Another potential solution is to add attention as a LinalgExt op. Note however that some models define their own attention blocks (e.g. HuggingFace BERT, CompVis Stable Diffusion), which makes it difficult to rely on seeing an incoming attention op, even if something like MultiheadAttention + internal op _native_multi_head_attention exists (which gets decomposed in forward passes by pytorch by default anyway). Moreover, to my knowledge there is no mhlo op for attention. Assuming we won't get an incoming op then we still end up needing the specialized fusion in addition to a regressive lowering to the attention op. This may still be a good way to prototype for backend work.

Goals + Tasks

This is a WIP section that can be updated based on discussion

Additional Resources

Here are a few resources I found useful while compiling this issue.

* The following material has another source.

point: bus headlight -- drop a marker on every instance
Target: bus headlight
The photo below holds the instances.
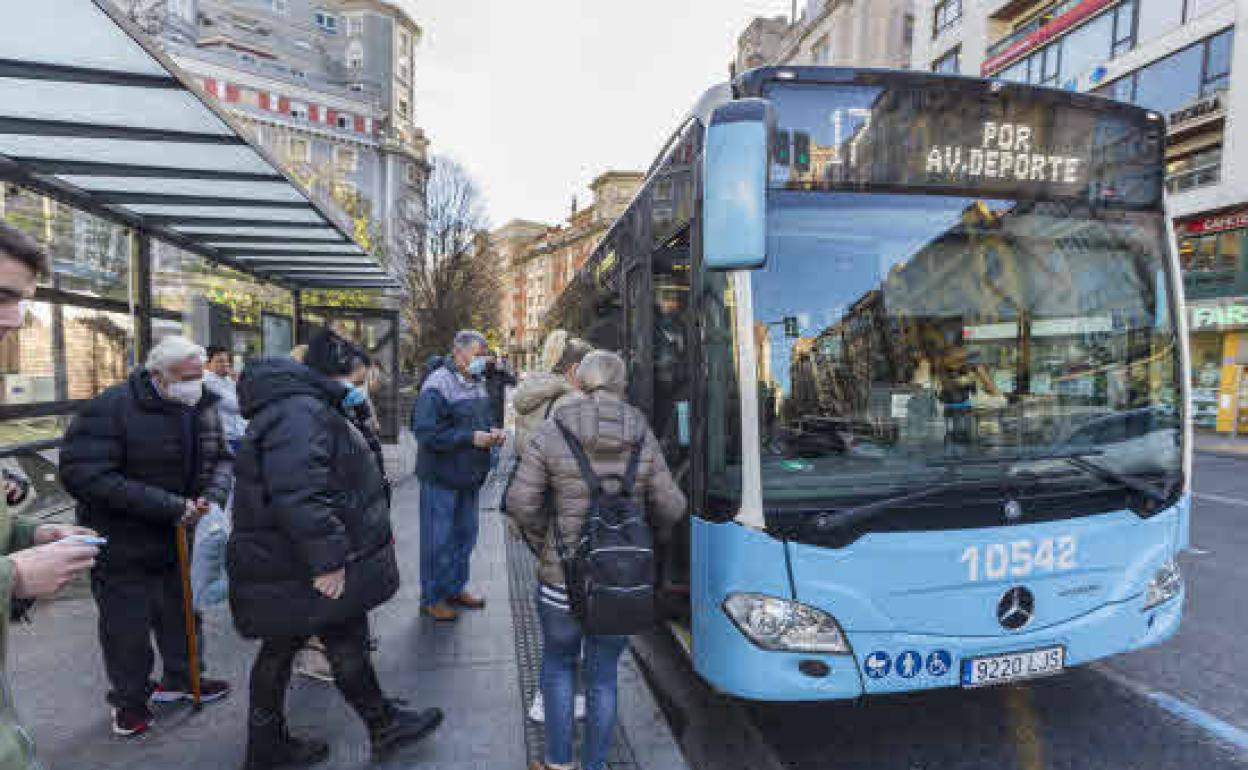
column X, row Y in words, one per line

allieculp commented 1 year ago

@qedawkins @mattwalsh @powderluv I think we have a lot of follow up here - should we update?

powderluv commented 1 year ago

@harsh-nod fyi to update what is done here.

harsh-nod commented 1 year ago

At a very high level, we have favorable performance numbers on this vs Triton and are currently in the process of upstreaming patches into both IREE and MLIR. Happy to get into more details if required.

allieculp commented 1 year ago

@nicolasvasilache for visibility

antiagainst commented 2 months ago

We have flash attention support now.